Skip site navigation (1)Skip section navigation (2)
Date:      Sun, 13 Jan 2013 18:13:58 +0100
From:      Marius Strobl <marius@alchemy.franken.de>
To:        Alexander Motin <mav@FreeBSD.org>
Cc:        Kurt Lidl <lidl@pix.net>, freebsd-sparc64@FreeBSD.org
Subject:   Re: smartmontools panics 9.1-RELEASE on sunfire 240
Message-ID:  <20130113171358.GL26039@alchemy.franken.de>
In-Reply-To: <50F2E57C.1090305@FreeBSD.org>
References:  <20130104051914.GA22613@pix.net> <20130104235336.GB37999@alchemy.franken.de> <20130105013224.GA31361@pix.net> <20130105015242.GB26039@alchemy.franken.de> <20130106021923.GE1410@funkthat.com> <20130106031245.GC26039@alchemy.franken.de> <50EBE936.4000806@FreeBSD.org> <20130113155516.GK26039@alchemy.franken.de> <50F2E57C.1090305@FreeBSD.org>

next in thread | previous in thread | raw e-mail | index | archive | help
On Sun, Jan 13, 2013 at 06:49:00PM +0200, Alexander Motin wrote:
> On 13.01.2013 17:55, Marius Strobl wrote:
> > On Tue, Jan 08, 2013 at 11:39:02AM +0200, Alexander Motin wrote:
> >> On 06.01.2013 05:12, Marius Strobl wrote:
> >>> On Sat, Jan 05, 2013 at 06:19:23PM -0800, John-Mark Gurney wrote:
> >>>> Marius Strobl wrote this message on Sat, Jan 05, 2013 at 02:52 +0100:
> >>>>> On Fri, Jan 04, 2013 at 08:32:24PM -0500, Kurt Lidl wrote:
> >>>>>> On Sat, Jan 05, 2013 at 12:53:36AM +0100, Marius Strobl wrote:
> >>>>>>> Uhm, probably an userland buffer which isn't even 16-bit aligned.

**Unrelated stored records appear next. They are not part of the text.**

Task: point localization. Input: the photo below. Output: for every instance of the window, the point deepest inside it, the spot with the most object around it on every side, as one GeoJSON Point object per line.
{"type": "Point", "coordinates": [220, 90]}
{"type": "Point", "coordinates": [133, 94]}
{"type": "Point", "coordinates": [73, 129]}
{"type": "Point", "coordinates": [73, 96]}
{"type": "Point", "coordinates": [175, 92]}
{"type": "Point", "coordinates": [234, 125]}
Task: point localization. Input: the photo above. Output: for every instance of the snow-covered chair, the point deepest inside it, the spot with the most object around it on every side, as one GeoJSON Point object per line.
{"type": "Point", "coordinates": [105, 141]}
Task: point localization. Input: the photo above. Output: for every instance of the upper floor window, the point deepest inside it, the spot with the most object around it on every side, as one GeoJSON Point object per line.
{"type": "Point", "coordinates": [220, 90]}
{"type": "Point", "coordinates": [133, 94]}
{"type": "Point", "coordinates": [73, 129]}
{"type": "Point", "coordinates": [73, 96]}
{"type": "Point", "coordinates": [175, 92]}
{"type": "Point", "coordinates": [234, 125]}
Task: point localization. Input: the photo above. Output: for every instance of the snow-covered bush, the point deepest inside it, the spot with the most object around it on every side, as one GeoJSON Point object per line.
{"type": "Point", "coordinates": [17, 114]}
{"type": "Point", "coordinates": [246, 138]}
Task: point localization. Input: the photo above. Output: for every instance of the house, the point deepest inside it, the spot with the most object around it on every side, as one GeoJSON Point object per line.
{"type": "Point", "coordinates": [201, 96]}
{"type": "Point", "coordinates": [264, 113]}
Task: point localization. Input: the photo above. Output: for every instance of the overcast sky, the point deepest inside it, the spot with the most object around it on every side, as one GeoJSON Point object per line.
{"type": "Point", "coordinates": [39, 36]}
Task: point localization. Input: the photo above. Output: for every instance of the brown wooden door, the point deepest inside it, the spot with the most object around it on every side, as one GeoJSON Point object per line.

> >>>>>>> If that's the cause, the attached patch hopefully should at least
> >>>>>>> prevent the panic. If it does, smartmontools still need to be fixed
> >>>>>>> though.
> >>>>>>
> >>>>>> You patch prevents the panic from happening.
> >>>>>> When I try to start smartd now, it reports:
> >>>>>>
> >>>>>> root@host-98: /usr/local/etc/rc.d/smartd onestart
> >>>>>> Starting smartd.
> >>>>>> smartd: cam_send_ccb: Invalid argument
> >>>>>> /usr/local/etc/rc.d/smartd: WARNING: failed to start smartd
> >>>>>>
> >>>>>> I had updated the kernel on the machine to 9-STABLE, and
> >>>>>> verified that without this patch, the crash still happened with
> >>>>>> a 9-STABLE kernel, in addition to 9.1-RELEASE kernel.
> >>>>>>
> >>>>>> My kernel now identifies itself as:
> >>>>>> FreeBSD 9.1-STABLE (GENERIC) #1 r245044:245048M: Fri Jan  4 20:19:50 EST 2013
> >>>>>>
> >>>>>> -Kurt
> >>>>>>
> >>>>>>> Index: cam_periph.c
> >>>>>>> ===================================================================
> >>>>>>> --- cam_periph.c	(revision 245046)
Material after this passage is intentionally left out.